Инспектор закончил редактировать рапорт о смерти Омара Тракаля, сорок лет, Калисто Моралеса, тридцать три года, Херардо Уэнанте, двадцать девять, и Алексиса Фернандеса, двадцать шесть, совместные похороны которых в прошлом месяце были организованы Конфедерацией работников лесопромышленной отрасли. Затем он попросил Джованну проверить данные, касающиеся инфекции. Она приблизила глаза к экрану, внимательно прочитала свои пять строк и указала на опечатку в слове «криптококкоз».

Когда рапорт был готов, дело заархивировали и возможность новых случаев заражения на участке Н отныне считалась исключенной. По пути к выходу Джованну на мгновение охватило странное чувство вины. Интересно, жив ли тот зараженный рабочий, который вышел из комы.

Снаружи дежурила танкетка. Трое молодых людей в одежде защитного цвета, уперев автоматы в землю и жуя жвачку, проводили ее внимательными взглядами. Трудовой инспектор пожал ей руку и ушел обратно в офис. Прежде чем сесть в машину, Джованна подняла взгляд, и ее поразило небо, по которому плыли величественные огненно-красные облака. Она достала из кармана мобильный и сфотографировала.

* * *

В молодости Бальтасар по выходным проводил свободные после пекарни вечера в комнате в глубине приходской церкви, где полностью погружался в изучение латинской грамматики. Он открывал тяжелый том и клал его на стол, стоявший под картиной с выгравированной в бронзе надписью nil volentibus arduum[13]. Бальтасар читал так внимательно, словно тот, кто подарил ему книгу, сам ее и написал и слова были пропитаны его нежностью. Медленно и терпеливо юноша склонял и спрягал их, воображая себя мастеровым, который собирает часы или строит подъемный мост.

— Хорошо, сын мой. Довольно. — Бальтасар поднял взгляд на преподобного отца Контрераса. Свет, в котором робко кружились пылинки, проникал в комнату через узкое высокое окно, едва освещая книгу. — Нет смысла продолжать.

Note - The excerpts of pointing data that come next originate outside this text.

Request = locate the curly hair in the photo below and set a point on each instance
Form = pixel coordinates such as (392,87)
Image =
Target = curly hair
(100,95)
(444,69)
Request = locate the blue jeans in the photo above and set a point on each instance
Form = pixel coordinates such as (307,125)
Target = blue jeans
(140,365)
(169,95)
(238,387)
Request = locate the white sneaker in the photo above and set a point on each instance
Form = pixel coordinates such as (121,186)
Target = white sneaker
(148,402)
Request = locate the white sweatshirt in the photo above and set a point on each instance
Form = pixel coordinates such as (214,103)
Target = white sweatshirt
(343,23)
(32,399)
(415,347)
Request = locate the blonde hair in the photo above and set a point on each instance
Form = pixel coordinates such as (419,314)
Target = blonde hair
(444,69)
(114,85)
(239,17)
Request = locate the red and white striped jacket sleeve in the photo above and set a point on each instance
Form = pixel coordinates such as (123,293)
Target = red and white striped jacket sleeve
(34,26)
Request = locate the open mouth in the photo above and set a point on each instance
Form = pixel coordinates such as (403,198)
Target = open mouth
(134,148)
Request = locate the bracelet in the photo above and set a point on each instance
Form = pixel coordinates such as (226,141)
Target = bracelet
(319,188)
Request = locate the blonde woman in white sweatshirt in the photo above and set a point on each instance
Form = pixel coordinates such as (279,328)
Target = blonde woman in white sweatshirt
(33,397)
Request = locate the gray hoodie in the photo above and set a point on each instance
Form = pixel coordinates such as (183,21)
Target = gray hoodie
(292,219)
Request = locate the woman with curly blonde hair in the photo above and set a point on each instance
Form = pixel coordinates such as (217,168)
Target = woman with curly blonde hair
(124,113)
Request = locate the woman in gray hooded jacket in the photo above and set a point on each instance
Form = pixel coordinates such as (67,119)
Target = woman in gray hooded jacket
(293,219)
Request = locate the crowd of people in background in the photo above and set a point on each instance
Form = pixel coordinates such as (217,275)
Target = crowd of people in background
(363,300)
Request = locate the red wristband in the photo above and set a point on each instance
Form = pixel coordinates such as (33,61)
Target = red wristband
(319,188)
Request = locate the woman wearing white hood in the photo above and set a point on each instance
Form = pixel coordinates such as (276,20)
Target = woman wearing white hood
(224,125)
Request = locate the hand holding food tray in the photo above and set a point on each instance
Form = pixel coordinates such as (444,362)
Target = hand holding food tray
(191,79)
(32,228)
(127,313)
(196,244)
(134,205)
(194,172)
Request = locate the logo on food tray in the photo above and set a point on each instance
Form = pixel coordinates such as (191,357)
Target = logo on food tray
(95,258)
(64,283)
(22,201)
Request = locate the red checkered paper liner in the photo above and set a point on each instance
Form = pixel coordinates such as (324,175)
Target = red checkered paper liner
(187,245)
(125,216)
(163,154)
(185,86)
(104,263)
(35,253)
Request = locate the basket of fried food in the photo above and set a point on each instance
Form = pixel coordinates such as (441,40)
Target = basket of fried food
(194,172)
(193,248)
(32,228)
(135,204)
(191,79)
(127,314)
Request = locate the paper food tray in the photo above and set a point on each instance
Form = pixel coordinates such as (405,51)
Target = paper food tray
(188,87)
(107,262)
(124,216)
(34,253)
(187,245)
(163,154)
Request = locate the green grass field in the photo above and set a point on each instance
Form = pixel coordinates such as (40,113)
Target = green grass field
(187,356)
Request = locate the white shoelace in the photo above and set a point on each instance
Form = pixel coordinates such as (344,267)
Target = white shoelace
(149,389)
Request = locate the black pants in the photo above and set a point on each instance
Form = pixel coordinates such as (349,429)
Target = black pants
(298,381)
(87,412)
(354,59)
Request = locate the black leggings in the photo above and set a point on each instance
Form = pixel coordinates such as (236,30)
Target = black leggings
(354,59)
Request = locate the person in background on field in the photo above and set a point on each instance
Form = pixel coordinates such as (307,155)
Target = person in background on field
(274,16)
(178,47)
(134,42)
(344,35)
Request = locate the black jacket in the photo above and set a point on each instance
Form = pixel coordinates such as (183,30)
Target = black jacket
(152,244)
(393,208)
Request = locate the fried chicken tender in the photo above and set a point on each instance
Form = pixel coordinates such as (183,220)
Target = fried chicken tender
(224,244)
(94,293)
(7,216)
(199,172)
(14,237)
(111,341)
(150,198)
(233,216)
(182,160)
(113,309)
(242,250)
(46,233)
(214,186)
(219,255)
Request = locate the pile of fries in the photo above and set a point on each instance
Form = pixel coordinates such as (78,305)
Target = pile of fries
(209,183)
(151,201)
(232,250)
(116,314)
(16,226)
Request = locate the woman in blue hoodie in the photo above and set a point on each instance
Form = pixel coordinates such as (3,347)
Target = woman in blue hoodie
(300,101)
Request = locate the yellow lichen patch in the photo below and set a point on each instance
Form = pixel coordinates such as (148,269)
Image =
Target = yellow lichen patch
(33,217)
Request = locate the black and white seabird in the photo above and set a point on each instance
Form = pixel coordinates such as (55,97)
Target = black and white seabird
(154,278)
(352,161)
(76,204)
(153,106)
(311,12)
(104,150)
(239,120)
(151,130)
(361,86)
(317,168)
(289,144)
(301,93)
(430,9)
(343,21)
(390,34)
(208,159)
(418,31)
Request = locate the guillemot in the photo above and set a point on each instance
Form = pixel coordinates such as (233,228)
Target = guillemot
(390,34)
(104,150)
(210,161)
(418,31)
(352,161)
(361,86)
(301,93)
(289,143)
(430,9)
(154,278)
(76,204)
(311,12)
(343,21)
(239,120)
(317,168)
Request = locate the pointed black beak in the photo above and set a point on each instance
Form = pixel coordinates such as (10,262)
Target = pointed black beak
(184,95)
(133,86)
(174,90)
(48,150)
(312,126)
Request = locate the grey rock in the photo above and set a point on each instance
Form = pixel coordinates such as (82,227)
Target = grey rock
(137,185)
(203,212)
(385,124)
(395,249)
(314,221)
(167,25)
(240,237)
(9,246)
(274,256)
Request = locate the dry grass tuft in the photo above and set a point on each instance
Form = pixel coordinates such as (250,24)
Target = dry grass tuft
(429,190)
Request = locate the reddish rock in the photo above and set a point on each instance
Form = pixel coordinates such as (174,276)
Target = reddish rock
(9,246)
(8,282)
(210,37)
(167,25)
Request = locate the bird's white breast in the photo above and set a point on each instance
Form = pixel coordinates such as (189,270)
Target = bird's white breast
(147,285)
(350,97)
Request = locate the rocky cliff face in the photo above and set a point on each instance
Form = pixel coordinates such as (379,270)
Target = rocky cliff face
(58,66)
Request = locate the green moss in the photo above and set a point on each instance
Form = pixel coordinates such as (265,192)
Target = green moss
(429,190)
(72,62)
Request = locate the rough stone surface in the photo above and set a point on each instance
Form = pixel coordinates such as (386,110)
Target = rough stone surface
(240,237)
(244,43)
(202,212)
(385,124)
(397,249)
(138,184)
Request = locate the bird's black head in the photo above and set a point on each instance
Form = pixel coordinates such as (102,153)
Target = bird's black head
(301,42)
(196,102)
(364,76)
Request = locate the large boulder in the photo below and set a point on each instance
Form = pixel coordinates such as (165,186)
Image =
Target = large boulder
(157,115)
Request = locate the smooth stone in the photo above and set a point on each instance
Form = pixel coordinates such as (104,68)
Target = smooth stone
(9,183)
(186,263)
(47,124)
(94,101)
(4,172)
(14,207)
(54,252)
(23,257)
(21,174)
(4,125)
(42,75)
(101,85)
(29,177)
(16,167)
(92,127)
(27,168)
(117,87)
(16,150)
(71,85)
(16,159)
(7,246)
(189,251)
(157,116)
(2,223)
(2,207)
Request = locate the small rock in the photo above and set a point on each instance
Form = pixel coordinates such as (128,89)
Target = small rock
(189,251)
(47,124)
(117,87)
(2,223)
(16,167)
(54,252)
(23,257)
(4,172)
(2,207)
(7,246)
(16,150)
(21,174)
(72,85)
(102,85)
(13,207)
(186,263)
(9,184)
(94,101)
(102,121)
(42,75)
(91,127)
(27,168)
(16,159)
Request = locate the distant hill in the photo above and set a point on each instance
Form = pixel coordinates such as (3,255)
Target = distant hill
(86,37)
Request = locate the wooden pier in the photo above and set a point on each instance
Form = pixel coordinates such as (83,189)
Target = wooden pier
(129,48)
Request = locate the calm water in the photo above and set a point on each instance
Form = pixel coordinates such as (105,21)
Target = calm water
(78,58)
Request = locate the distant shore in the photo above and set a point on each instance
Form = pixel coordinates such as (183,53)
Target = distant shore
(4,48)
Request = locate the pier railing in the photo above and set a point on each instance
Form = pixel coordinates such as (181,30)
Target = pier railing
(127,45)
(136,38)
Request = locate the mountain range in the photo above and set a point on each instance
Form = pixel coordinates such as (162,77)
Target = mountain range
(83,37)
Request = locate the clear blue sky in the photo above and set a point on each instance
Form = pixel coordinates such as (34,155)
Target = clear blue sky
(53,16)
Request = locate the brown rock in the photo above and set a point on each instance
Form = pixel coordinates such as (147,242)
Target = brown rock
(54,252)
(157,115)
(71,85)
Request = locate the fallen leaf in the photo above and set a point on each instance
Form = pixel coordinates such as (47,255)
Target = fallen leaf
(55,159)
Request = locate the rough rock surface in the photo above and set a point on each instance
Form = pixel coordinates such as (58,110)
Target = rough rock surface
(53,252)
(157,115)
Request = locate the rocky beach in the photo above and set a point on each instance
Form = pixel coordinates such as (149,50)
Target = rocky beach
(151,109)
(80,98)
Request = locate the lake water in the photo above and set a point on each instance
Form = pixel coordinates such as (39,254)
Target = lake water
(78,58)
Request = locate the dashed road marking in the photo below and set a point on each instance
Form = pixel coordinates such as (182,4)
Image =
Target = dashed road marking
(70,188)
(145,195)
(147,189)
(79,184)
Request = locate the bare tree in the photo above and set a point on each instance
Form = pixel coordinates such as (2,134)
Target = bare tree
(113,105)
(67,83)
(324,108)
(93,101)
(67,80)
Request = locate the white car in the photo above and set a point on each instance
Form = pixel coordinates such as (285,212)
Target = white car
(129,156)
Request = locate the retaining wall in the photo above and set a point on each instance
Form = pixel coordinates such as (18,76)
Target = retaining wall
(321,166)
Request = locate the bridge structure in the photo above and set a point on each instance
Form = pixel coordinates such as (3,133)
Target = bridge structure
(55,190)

Вечерело, и, по мнению святого отца, не следовало перенапрягать зрение. Читать через силу и усталость вредно, говорил он. Зачем портить глаза. Бальтасар закрыл книгу и взял сумку. Учитель проводил его до выхода.

— Как ты себя чувствуешь?

— Лууууу-лу-лу-лучше, батюшка, — ответил Бальтасар, поворачивая голову, а вместе с ней всё тело, как усталое дерево.

Священник остановился и спросил:

— Тебе холодно, сын мой?

Бальтасар покачал головой.

— Ты чего-то стыдишься?

— Не-не-нет, батюшка.

Несмотря на все старания Бальтасара скрыть заикание, оно всегда проявлялось. Слова застревали во рту и выходили слипшиеся, а одноклассники дразнили его и подписывали ему тетради «Бальтатататасар». Врач объяснил проблему тем, что мать во время беременности работала поденщицей в лесхозе. Контакт с пестицидами не только наносит ущерб здоровью матери, но и вызывает нарушения развития у ребенка, говорил доктор хриплым равнодушным голосом, Бальтасар смотрел в стену, словно следил за мухами, а его бабушка в бешенстве выслушивала в очередной раз о «специальном обучении».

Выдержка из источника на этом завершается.